JOHANNESBURG, South Africa, May 6 – South Africa’s ruling ANC and its scandal-tainted leader Jacob Zuma are expected to secure a landslide victory when voters cast their ballots on Wednesday, but with the party’s trajectory in serious doubt.
Zuma, whose first five-year term in office has been plagued by corruption, mismanagement and often deadly social unrest, made a final nostalgia-tinged pitch to voters on Sunday, promising more economic power for non-whites.
The African National Congress has won every general election since the advent of democracy in 1994 by a landslide and is expected to win by a wide margin this time round too. And the party that controls the legislature picks the president.
According to a recent Ipsos poll the ANC is set to garner 63 percent of the vote, just three percentage points less than in 2009.
During the campaign the ANC has benefited from the outpouring of grief over the death of its former leader and anti-apartheid icon Nelson Mandela as well as celebrations of the 20th anniversary of the first all-race elections.
But the ANC’s current leader has proved to be an Achille’s heel.

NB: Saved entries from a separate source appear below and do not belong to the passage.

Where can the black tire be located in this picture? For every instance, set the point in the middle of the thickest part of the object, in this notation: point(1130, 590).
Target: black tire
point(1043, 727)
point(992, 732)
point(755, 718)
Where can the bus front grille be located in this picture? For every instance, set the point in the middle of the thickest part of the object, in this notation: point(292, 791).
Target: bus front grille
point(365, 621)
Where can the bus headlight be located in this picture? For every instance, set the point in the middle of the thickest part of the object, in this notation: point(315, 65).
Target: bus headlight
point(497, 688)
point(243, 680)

Opposition parties from both the right and left have pummelled Zuma over the $23 million of taxpayer funds used to “upgrade” his private home. READ: S.Africa’s ANC in damage control over Zuma home upgrades.

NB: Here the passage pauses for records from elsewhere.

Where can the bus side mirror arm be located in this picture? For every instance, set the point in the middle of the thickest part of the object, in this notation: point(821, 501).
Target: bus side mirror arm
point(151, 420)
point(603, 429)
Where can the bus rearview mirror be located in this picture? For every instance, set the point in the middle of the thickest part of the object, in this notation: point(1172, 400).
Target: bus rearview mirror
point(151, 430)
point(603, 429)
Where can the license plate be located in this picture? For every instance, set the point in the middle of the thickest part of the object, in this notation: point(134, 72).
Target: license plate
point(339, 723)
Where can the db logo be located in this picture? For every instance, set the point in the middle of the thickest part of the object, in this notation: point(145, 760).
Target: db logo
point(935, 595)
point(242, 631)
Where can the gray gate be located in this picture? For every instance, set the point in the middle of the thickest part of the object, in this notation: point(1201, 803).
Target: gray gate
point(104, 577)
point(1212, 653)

“The ANC has become arrogant because they believe that the voters will carry on voting for them, whatever they do,” said Democratic Alliance leader Helen Zille at a rally on Saturday.
“Well, they are in for a big shock on Wednesday.”

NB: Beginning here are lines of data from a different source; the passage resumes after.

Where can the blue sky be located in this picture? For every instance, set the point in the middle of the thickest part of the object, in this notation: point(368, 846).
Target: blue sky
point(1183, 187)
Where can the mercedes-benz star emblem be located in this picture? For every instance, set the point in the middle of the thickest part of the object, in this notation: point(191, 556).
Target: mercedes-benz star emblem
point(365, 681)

The alliance is predicted to increase its share of the vote by nearly six percentage points to 22 percent and to do well in major urban centres.
But most voters appear ready to put the party they know before the president they mistrust.
On Sunday 90,000-plus jubilant and defiant ANC cadres packed a cavernous Soweto stadium in a pre-election show of force, during which Zuma at times appeared to be an afterthought.
There were no humiliating boos like Zuma suffered in the same stadium during Mandela’s memorial service in December, but the 72-year-old president’s lengthy speech got a lukewarm response, with tens of thousands filing out of the stadium as he spoke.